BOE Wakes up Hawkishly to Inflation

The Bank of England expects inflation to reach 7.25% by April. To head it off, the central bank is taking drastic action; some project that interest rates will triple by the end of 2022.

The Bank of England’s (BOE’s) monetary policy committee didn’t miss an opportunity to surprise with a triply hawkish move on Thursday. Not only did it lift the bank rate to 0.5 percent, as was widely expected, but four of the nine members voted for a double rate hike of 50 basis points (bps).

The pound rose initially against the euro but swung weaker after a more hawkish European Central Bank (ECB) meeting. Two-year gilt yields jumped 16 bps with a slightly smaller gain further out the curve. Sterling money markets are fully pricing in a 25 bps hike at both of the next two meetings, projecting official rates as high as 1.5 percent by yearend, triple their current level.

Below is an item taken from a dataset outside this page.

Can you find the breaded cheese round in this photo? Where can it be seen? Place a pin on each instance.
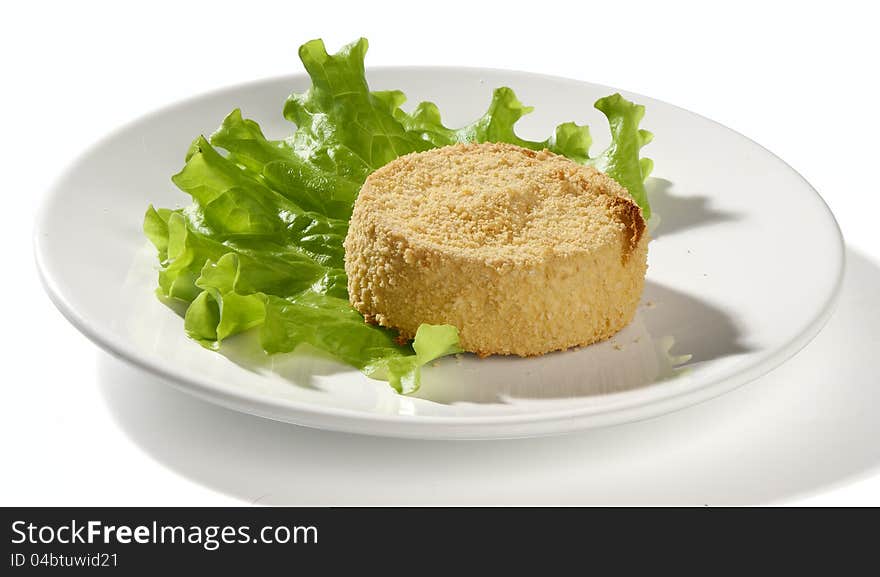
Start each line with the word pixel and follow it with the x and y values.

This was a game-changer of a meeting, with the BOE’s active reversal of monetary stimulus amounting to a tacit admission that it was left too long to curtail the secondary effects of rampant inflation seeping into the wider economy. The BOE now expects inflation to peak at 7.25 percent in April, with only a gradual return toward its 2 percent target by the end of its three-year horizon. Its forecasting skills have been called seriously into question with these repeated upward revisions.

The BOE is also expecting wage inflation to pick up this year, toward 4.75 percent, but also for unemployment to rise, surprisingly. That might be one possible handbrake on repeated rate increases.

Two outside members, Jonathan Haskel and Catherine Mann, have previously been viewed as doves. At the next meeting, on March 17, or perhaps at the May 5 monetary policy review, if one more member turns hawkish, there will be a third rate hike in quick succession. That now has to be viewed as a racing certainty, along with the bank rate hitting 1 percent by the summer, as there is no such thing as a dove anymore on the monetary policy committee (MPC). Even Silvana Tenreyro, who has never voted for a rate hike in any of her international central bank roles, voted for a hike this time.

That was only part of the hawkish conversion of the MPC. It was confirmed that the BOE’s 895 billion pound (US$1.2 trillion) balance sheet will be allowed to naturally shrink, as maturing holdings will not be reinvested. This has a pretty immediate impact, as a 28 billion pound gilt investment will now not be replaced. In total, more than 220 billion pounds over the next four years will mature, meaning a reduction of a quarter of the stock of the BOE’s quantitative-easing arsenal.

Even more aggressively, the BOE has called time on its 20 billion pound corporate-bond purchase scheme. It will be completely sold off over the next two years, with staggered auctions of its holdings. Sterling investment-grade credit spreads widened by between 5 bps and 10 bps in reaction. This is evidently a trial run for active gilt sales that the BOE reiterated it will consider when official rates rise to at least 1 percent. This is the big imponderable, which the MPC will take its time to consider and consult on widely, as it will effectively put it in competition with the U.K. Treasury’s debt management office, which handles the government’s debt raising.

The MPC may wish to see what the effect on financial conditions will be from its two-pronged stimulus reduction of raising rates while at the same time quantitatively tightening. But for now it seems content for the money markets to price in aggressive action. Times have changed, and slaying the inflation beast is top priority at last.

BOE Governor Andrew Bailey said markets should not extrapolate from today’s decision that rates are “on a long march upward,” but this was a somewhat limp effort to curtail higher rate speculation and was essentially ignored. Combined with the rise in the energy price cap from April, a measure that’s been softened slightly with 9 billion pounds of government subsidies, the cost of living in the U.K. has had a particularly painful day.